In tema di licenziamento e di articolo 18 della Legge 20/05/1970, n. 300, come modificato dall’art. 1, c. 42, lett. b), della legge 28/06/2012, n. 92 appare doveroso un esame della sentenza n. 125 del 19 maggio 2022, con la quale la Corte Costituzionale ha dichiarato incostituzionale l’art. 18, settimo comma, secondo periodo, nella parte in cui prevedeva la reintegrazione – nel caso di illegittimo licenziamento per giustificato motivo oggettivo – solo in ipotesi di “manifesta insussistenza” del motivo addotto.
In tale ipotesi la norma infatti riconosceva “solo” la tutela economica (da 12 a 24 mensilità) nei casi “meno eclatanti” di licenziamento sorretto da illegittimo motivo oggettivo “non manifesto”.
La sentenza citata sovverte i principi sino ad oggi vigenti e fornisce una lettura diametralmente opposta rispetto a quella sin ora dominante.
Tale pronuncia avrà, dunque, sicuri riflessi sulle future decisione dei giudici di merito, i quali dovranno adeguarsi a considerare residuale l’ambito della tutela indennitaria.
La questione di legittimità è stata sollevata dal Giudice del Lavoro di Ravenna con ordinanza del 6 maggio 2021.
La Corte Costituzionale ha fatto propri i profili di illegittimità sollevati dal giudice rimettente e ha ritenuto violato il principio di uguaglianza sancito dall’art. 3 Cost. statuendo che la gradualità della tutela nella fattispecie di licenziamento individuale per giustificato motivo oggettivo (reintegrazione solo in caso di manifesta insussistenza; indennizzo negli altri casi) è ingiustificata, tenuto conto che:
La Corte Costituzionale ha ritenuto che la differenziazione sul grado di illegittimità del licenziamento, nella sola ipotesi di giustificato motivo oggettivo individuale, costituisce una discriminazione dei lavoratori licenziati per giustificato motivo oggettivo, rispetto ai lavoratori licenziati per ragioni disciplinari o nell’ambito di un licenziamento collettivo.
A questi, infatti, viene sempre riconosciuta la reintegrazione nelle ipotesi in cui il motivo di licenziamento non è sussistente (vizio sostanziale), e non viene mai operato, in questi casi, una differenza in base alla natura manifesta o meno del suddetto vizio.
La Corte Costituzionale ha censurato l’irragionevolezza dell’art. 18, in ordine a tale distinguo evidenziando che la necessità di eseguire una distinzione tra motivo oggettivo, manifesto e non, comporta inevitabili incertezze applicative, aumentando in maniera sproporzionata il margine di discrezionalità del Giudicante.
Con tale pronuncia, dunque, la Corte apporta una rilevante innovazione!

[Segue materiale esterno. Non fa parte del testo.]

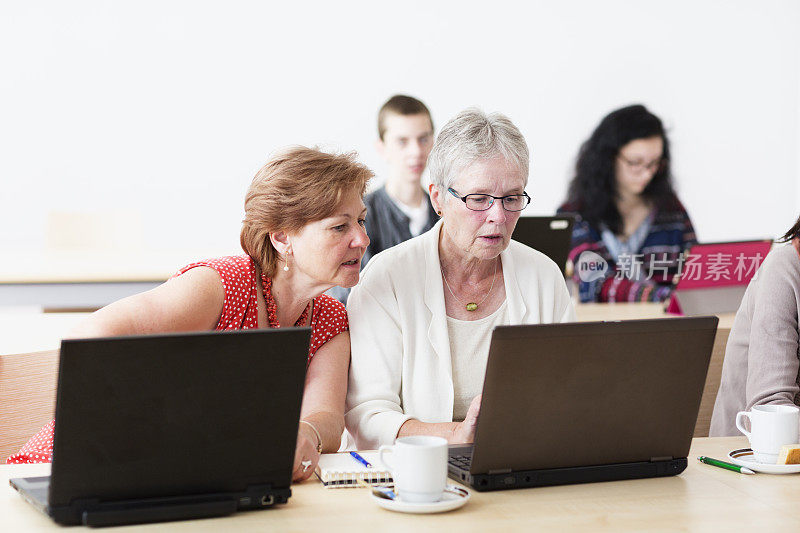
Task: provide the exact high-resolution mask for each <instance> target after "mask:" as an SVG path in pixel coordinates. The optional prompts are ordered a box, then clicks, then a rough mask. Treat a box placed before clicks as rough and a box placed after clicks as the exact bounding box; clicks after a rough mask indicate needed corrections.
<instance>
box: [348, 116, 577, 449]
mask: <svg viewBox="0 0 800 533" xmlns="http://www.w3.org/2000/svg"><path fill="white" fill-rule="evenodd" d="M528 165H529V155H528V147H527V144H526V143H525V138H524V137H523V136H522V134H521V133H520V131H519V130H518V129H517V127H516V126H515V125H514V124H513V123H512V122H511V121H510V120H509V119H508V118H507V117H505V116H504V115H501V114H498V113H493V114H489V115H487V114H485V113H483V112H482V111H480V110H477V109H467V110H465V111H463V112H461V113H459V114H458V115H457V116H456V117H455V118H453V119H452V120H451V121H450V122H448V123H447V124H446V125H445V126H444V128H443V129H442V131H441V132H440V134H439V137H438V138H437V140H436V143H435V145H434V147H433V151H432V152H431V155H430V159H429V161H428V168H429V169H430V173H431V178H432V180H433V184H432V185H431V186H430V197H431V203H432V204H433V207H434V209H435V210H436V212H437V214H438V215H439V216H440V217H441V220H440V221H439V222H438V223H437V224H436V225H435V226H434V227H433V228H432V229H431V230H429V231H428V232H426V233H424V234H422V235H420V236H419V237H415V238H413V239H411V240H409V241H406V242H404V243H402V244H400V245H397V246H395V247H393V248H390V249H388V250H385V251H384V252H381V253H380V254H378V255H376V256H375V257H374V258H373V259H372V260H371V261H370V262H369V264H368V265H367V267H366V268H365V269H364V271H363V273H362V281H361V283H360V284H359V285H357V286H356V287H355V288H354V289H353V291H352V293H351V295H350V299H349V301H348V305H347V311H348V315H349V318H350V335H351V354H352V355H351V357H352V358H351V366H350V382H349V387H348V393H347V407H346V409H347V413H346V415H345V422H346V424H347V429H348V431H349V432H350V434H351V435H353V436H354V437H355V440H356V444H357V445H358V447H359V448H362V449H363V448H376V447H378V446H379V445H381V444H391V443H392V442H394V440H395V438H396V437H402V436H407V435H437V436H441V437H445V438H446V439H447V440H448V441H449V442H451V443H466V442H472V440H473V436H474V431H475V423H476V421H477V416H478V412H479V410H480V393H481V390H482V387H483V377H484V372H485V369H486V360H487V358H488V355H489V341H490V339H491V332H492V330H493V329H494V327H495V326H498V325H506V324H537V323H547V322H567V321H571V320H574V316H575V311H574V309H573V307H572V302H571V300H570V296H569V293H568V291H567V287H566V285H565V283H564V278H563V276H562V274H561V271H560V269H559V268H558V266H557V265H556V264H555V263H553V261H551V260H550V259H548V258H547V257H546V256H545V255H544V254H542V253H540V252H537V251H536V250H533V249H532V248H528V247H527V246H525V245H523V244H521V243H518V242H515V241H511V234H512V232H513V231H514V227H515V226H516V223H517V220H518V219H519V216H520V211H522V210H523V209H525V207H526V206H527V205H528V203H529V202H530V196H529V195H528V194H527V193H526V192H525V186H526V185H527V183H528Z"/></svg>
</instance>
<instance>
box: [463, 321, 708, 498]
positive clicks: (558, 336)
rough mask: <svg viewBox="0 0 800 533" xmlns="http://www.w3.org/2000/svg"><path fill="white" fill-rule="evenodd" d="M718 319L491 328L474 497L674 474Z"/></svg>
mask: <svg viewBox="0 0 800 533" xmlns="http://www.w3.org/2000/svg"><path fill="white" fill-rule="evenodd" d="M717 322H718V318H717V317H697V318H666V319H656V320H630V321H624V322H586V323H571V324H542V325H527V326H499V327H497V328H495V330H494V332H493V334H492V340H491V347H490V350H489V360H488V363H487V368H486V377H485V380H484V385H483V399H482V401H481V413H480V416H479V418H478V424H477V427H476V430H475V441H474V445H473V446H468V447H451V449H450V463H449V472H450V475H451V477H453V478H454V479H457V480H459V481H461V482H463V483H466V484H468V485H470V486H472V487H474V488H475V489H476V490H479V491H487V490H499V489H512V488H521V487H538V486H547V485H563V484H569V483H587V482H594V481H611V480H620V479H637V478H648V477H659V476H672V475H676V474H679V473H681V472H682V471H683V470H684V469H685V468H686V465H687V462H686V456H687V455H688V453H689V446H690V445H691V441H692V435H693V433H694V426H695V422H696V420H697V413H698V410H699V408H700V400H701V397H702V393H703V387H704V385H705V379H706V372H707V371H708V363H709V361H710V359H711V350H712V348H713V344H714V336H715V334H716V329H717Z"/></svg>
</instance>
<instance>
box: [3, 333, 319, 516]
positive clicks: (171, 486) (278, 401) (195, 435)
mask: <svg viewBox="0 0 800 533" xmlns="http://www.w3.org/2000/svg"><path fill="white" fill-rule="evenodd" d="M310 331H311V330H310V329H309V328H282V329H270V330H251V331H235V332H206V333H188V334H169V335H147V336H133V337H118V338H106V339H76V340H64V341H62V343H61V358H60V367H59V372H58V393H57V397H56V423H55V440H54V446H53V464H52V469H51V475H50V476H46V477H35V478H20V479H12V480H10V483H11V486H12V487H14V488H15V489H17V490H18V491H19V492H20V493H21V494H22V495H23V496H24V497H25V499H26V500H28V501H29V502H30V503H32V504H33V505H34V506H36V507H37V508H39V509H40V510H41V511H43V512H45V513H46V514H48V515H49V516H51V517H52V518H53V519H54V520H55V521H56V522H58V523H61V524H85V525H89V526H106V525H118V524H130V523H140V522H157V521H165V520H180V519H187V518H202V517H210V516H222V515H226V514H230V513H233V512H235V511H239V510H248V509H262V508H265V507H269V506H271V505H273V504H275V503H285V502H286V501H287V499H288V498H289V496H290V495H291V490H290V488H289V486H290V484H291V481H292V466H293V461H294V452H295V444H296V439H297V428H298V423H299V418H300V405H301V402H302V395H303V384H304V379H305V370H306V357H307V355H308V346H309V339H310Z"/></svg>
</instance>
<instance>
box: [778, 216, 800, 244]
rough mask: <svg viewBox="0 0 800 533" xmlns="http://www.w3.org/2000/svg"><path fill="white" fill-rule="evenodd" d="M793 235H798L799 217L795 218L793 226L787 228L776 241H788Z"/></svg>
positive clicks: (792, 236) (798, 228)
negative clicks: (795, 219)
mask: <svg viewBox="0 0 800 533" xmlns="http://www.w3.org/2000/svg"><path fill="white" fill-rule="evenodd" d="M795 237H800V218H798V219H797V222H795V223H794V226H792V227H791V228H789V231H787V232H786V233H785V234H784V236H783V237H781V238H780V239H778V242H789V241H791V240H792V239H794V238H795Z"/></svg>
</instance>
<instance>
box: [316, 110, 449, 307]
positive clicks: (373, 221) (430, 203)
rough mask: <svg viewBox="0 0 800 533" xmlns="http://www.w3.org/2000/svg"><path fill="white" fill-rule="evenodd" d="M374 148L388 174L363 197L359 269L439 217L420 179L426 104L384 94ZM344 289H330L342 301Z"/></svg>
mask: <svg viewBox="0 0 800 533" xmlns="http://www.w3.org/2000/svg"><path fill="white" fill-rule="evenodd" d="M376 148H377V150H378V153H379V154H380V155H381V157H383V159H384V160H385V161H386V164H387V166H388V174H387V175H386V183H385V184H384V185H383V186H382V187H381V188H379V189H377V190H375V191H373V192H371V193H370V194H368V195H367V196H366V197H365V198H364V203H365V204H366V206H367V218H366V227H367V235H369V240H370V244H369V246H368V247H367V252H366V253H365V254H364V258H363V259H362V260H361V268H364V266H365V265H366V264H367V261H369V259H370V258H371V257H372V256H373V255H375V254H377V253H380V252H382V251H383V250H385V249H387V248H391V247H392V246H394V245H396V244H400V243H401V242H403V241H407V240H408V239H410V238H411V237H416V236H417V235H419V234H421V233H424V232H426V231H428V230H429V229H431V228H432V227H433V225H434V224H435V223H436V221H437V220H438V217H437V215H436V212H435V211H434V210H433V207H432V206H431V202H430V199H429V197H428V193H427V191H426V190H425V189H424V188H423V186H422V183H421V181H420V180H421V178H422V173H423V172H424V171H425V166H426V165H427V163H428V155H429V154H430V153H431V148H433V119H432V118H431V113H430V111H429V110H428V108H427V107H426V106H425V104H423V103H422V102H421V101H419V100H417V99H416V98H413V97H411V96H405V95H400V94H398V95H395V96H392V97H391V98H389V100H387V101H386V103H385V104H383V106H382V107H381V109H380V111H379V112H378V140H377V141H376ZM348 293H349V290H348V289H342V288H341V287H334V288H333V289H332V290H331V292H330V294H332V295H333V296H335V297H336V298H337V299H339V300H340V301H342V302H343V303H344V302H347V295H348Z"/></svg>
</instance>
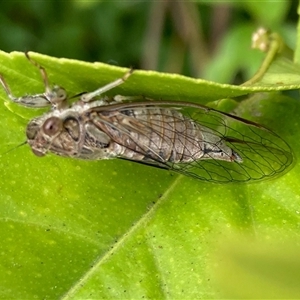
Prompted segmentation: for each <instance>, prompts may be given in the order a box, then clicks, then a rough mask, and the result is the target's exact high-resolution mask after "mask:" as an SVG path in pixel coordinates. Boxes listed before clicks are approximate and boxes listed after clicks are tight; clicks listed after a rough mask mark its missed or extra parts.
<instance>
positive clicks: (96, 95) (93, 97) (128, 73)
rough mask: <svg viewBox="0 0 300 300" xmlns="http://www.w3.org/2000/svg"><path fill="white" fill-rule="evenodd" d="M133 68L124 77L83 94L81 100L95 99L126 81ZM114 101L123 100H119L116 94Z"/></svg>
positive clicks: (128, 77) (118, 85)
mask: <svg viewBox="0 0 300 300" xmlns="http://www.w3.org/2000/svg"><path fill="white" fill-rule="evenodd" d="M133 71H134V70H133V69H130V70H129V71H128V72H127V73H126V74H125V75H124V76H123V77H121V78H118V79H116V80H115V81H112V82H110V83H108V84H106V85H104V86H102V87H100V88H98V89H97V90H95V91H93V92H90V93H85V94H83V95H81V97H80V100H81V101H83V102H91V101H94V100H95V98H96V97H98V96H100V95H102V94H104V93H105V92H107V91H109V90H111V89H113V88H115V87H117V86H119V85H121V84H122V83H124V82H125V81H126V80H127V79H128V78H129V77H130V75H131V74H132V73H133ZM113 101H115V102H122V101H123V100H119V99H118V98H117V97H116V96H115V97H114V98H113Z"/></svg>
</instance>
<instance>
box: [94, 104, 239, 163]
mask: <svg viewBox="0 0 300 300" xmlns="http://www.w3.org/2000/svg"><path fill="white" fill-rule="evenodd" d="M90 118H91V119H92V120H93V123H94V125H95V126H96V127H97V128H99V130H100V131H101V132H104V133H106V134H107V135H108V136H109V137H110V140H111V145H110V151H111V152H112V153H115V154H116V156H119V157H122V158H127V159H131V160H136V161H148V162H150V161H155V162H162V163H166V162H172V163H190V162H193V161H196V160H199V159H219V160H225V161H234V160H236V161H239V162H241V159H240V158H239V156H238V155H237V154H236V153H235V152H234V151H233V150H232V149H231V148H230V147H228V146H227V145H226V144H225V142H224V141H223V139H222V138H221V137H220V136H218V135H216V134H215V133H214V132H213V131H212V130H211V129H209V128H207V127H205V126H201V125H200V124H199V123H197V122H195V121H194V120H193V119H191V118H189V117H187V116H185V115H183V114H182V113H181V112H179V111H178V110H176V109H170V108H161V107H156V106H151V105H149V106H141V107H135V108H126V105H124V108H118V109H117V110H110V109H108V110H104V111H101V112H93V113H91V115H90Z"/></svg>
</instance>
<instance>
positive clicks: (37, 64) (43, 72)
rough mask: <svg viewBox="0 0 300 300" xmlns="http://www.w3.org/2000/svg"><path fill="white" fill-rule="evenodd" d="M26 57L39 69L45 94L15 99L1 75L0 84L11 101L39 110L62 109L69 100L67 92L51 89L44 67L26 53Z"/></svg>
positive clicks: (20, 104) (14, 97) (46, 74)
mask: <svg viewBox="0 0 300 300" xmlns="http://www.w3.org/2000/svg"><path fill="white" fill-rule="evenodd" d="M25 56H26V57H27V59H28V60H29V61H30V62H31V63H32V64H33V65H34V66H35V67H37V68H39V70H40V73H41V76H42V79H43V82H44V85H45V92H44V93H41V94H35V95H26V96H21V97H15V96H14V95H13V94H12V92H11V90H10V88H9V86H8V84H7V83H6V81H5V80H4V78H3V76H2V75H0V83H1V85H2V87H3V88H4V90H5V92H6V94H7V96H8V97H9V99H10V100H12V101H13V102H15V103H18V104H20V105H23V106H27V107H33V108H39V107H46V106H50V105H52V107H53V108H62V107H63V106H64V104H65V103H66V100H67V93H66V91H65V90H64V89H63V88H61V87H59V86H54V87H51V86H50V85H49V80H48V76H47V73H46V70H45V69H44V68H43V67H42V66H40V65H39V64H38V63H37V62H35V61H34V60H33V59H31V58H30V57H29V54H28V53H25Z"/></svg>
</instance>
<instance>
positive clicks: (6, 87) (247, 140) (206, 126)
mask: <svg viewBox="0 0 300 300" xmlns="http://www.w3.org/2000/svg"><path fill="white" fill-rule="evenodd" d="M27 57H28V55H27ZM28 58H29V57H28ZM30 61H31V62H32V63H33V64H34V65H35V66H37V67H39V69H40V72H41V74H42V77H43V80H44V83H45V86H46V89H45V93H43V94H38V95H32V96H30V95H28V96H24V97H20V98H16V97H14V96H13V95H12V94H11V92H10V89H9V88H8V86H7V84H6V82H5V81H4V79H3V77H0V83H1V84H2V85H3V87H4V89H5V91H6V92H7V94H8V96H9V98H10V99H11V100H12V101H14V102H17V103H19V104H21V105H25V106H30V107H41V106H48V105H50V106H52V110H51V111H50V112H48V113H46V114H44V115H42V116H40V117H37V118H35V119H33V120H31V121H30V122H29V124H28V126H27V130H26V134H27V143H28V144H29V145H30V147H31V148H32V151H33V152H34V153H35V154H36V155H38V156H43V155H45V154H46V153H48V152H53V153H55V154H58V155H61V156H67V157H72V158H79V159H88V160H101V159H112V158H123V159H128V160H132V161H136V162H142V163H145V164H149V165H152V166H157V167H162V168H165V169H169V170H174V171H176V172H179V173H182V174H184V175H187V176H191V177H194V178H197V179H201V180H206V181H211V182H246V181H250V180H260V179H264V178H270V177H273V176H276V175H278V174H280V173H282V172H283V171H285V170H287V168H288V166H289V165H291V163H292V160H293V156H292V153H291V149H290V147H289V146H288V145H287V144H286V143H285V141H284V140H282V139H281V138H280V137H279V136H278V135H276V134H275V133H274V132H272V131H270V130H268V129H266V128H265V127H263V126H261V125H259V124H256V123H254V122H251V121H248V120H245V119H242V118H239V117H236V116H233V115H230V114H226V113H222V112H220V111H217V110H214V109H211V108H208V107H205V106H202V105H197V104H193V103H188V102H174V101H173V102H172V101H152V100H148V101H144V100H145V99H143V98H141V97H140V98H139V97H135V98H139V99H135V101H134V102H129V101H125V102H120V101H119V98H120V97H117V96H116V97H113V98H112V99H108V98H106V97H102V98H100V99H99V96H100V95H102V94H103V93H104V92H106V91H108V90H110V89H112V88H114V87H116V86H118V85H120V84H122V83H123V82H124V81H125V80H126V79H127V78H128V77H129V75H130V74H131V73H132V71H130V72H128V73H126V74H125V76H124V77H123V78H120V79H117V80H115V81H113V82H111V83H109V84H107V85H106V86H104V87H101V88H99V89H97V90H96V91H94V92H91V93H85V94H82V95H81V96H80V99H79V101H77V102H75V103H74V104H72V105H68V103H67V96H66V93H65V91H64V89H62V88H60V87H57V86H55V87H53V88H51V87H50V86H49V83H48V78H47V75H46V72H45V70H44V69H43V68H42V67H41V66H39V65H38V64H37V63H35V62H33V61H32V60H31V59H30ZM121 98H122V97H121ZM123 98H124V97H123ZM125 98H126V100H128V99H127V98H128V97H125ZM130 100H132V99H131V98H130Z"/></svg>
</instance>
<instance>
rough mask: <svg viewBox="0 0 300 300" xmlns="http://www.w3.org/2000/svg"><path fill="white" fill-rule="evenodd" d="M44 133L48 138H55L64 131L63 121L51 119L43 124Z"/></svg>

Se infatti prima, con il rito Fornero, in ipotesi di licenziamento individuale per giustificato motivo oggettivo, la reintegrazione costituiva una mera ipotesi di fatto residuale prevista a discrezione del Giudice ora la reintegrazione diviene la tutela normale in caso di licenziamento individuale per ragioni oggettive, mentre diviene residuale la tutela indennitaria.
Secondo la Corte tale tutela troverà applicazione nei casi in cui “il licenziamento è illegittimo per aspetti che, pur condizionando la legittimità del licenziamento, esulano dal fatto giuridicamente rilevante, inteso in senso stretto. In tale ambito si colloca il mancato rispetto della buona fede e della correttezza che presiedono alla scelta dei lavoratori da licenziare, quando questi appartengono a personale omogeneo e fungibile”.
Quindi, se un lavoratore viene licenziato per soppressione della sua posizione lavorativa, avrà diritto alla reintegrazione se viene dimostrato che la posizione non è stata soppressa.
Ha diritto invece al solo indennizzo se in presenza di un certo numero di lavoratori che espletava mansioni identiche o simili, e di accertato esubero di una sola posizione tra quelle equivalenti, il lavoratore licenziato è stato scelto in malafede, dovendo invece essere sacrificato un collega ad esito di un raffronto basato su anzianità e carichi di famiglia.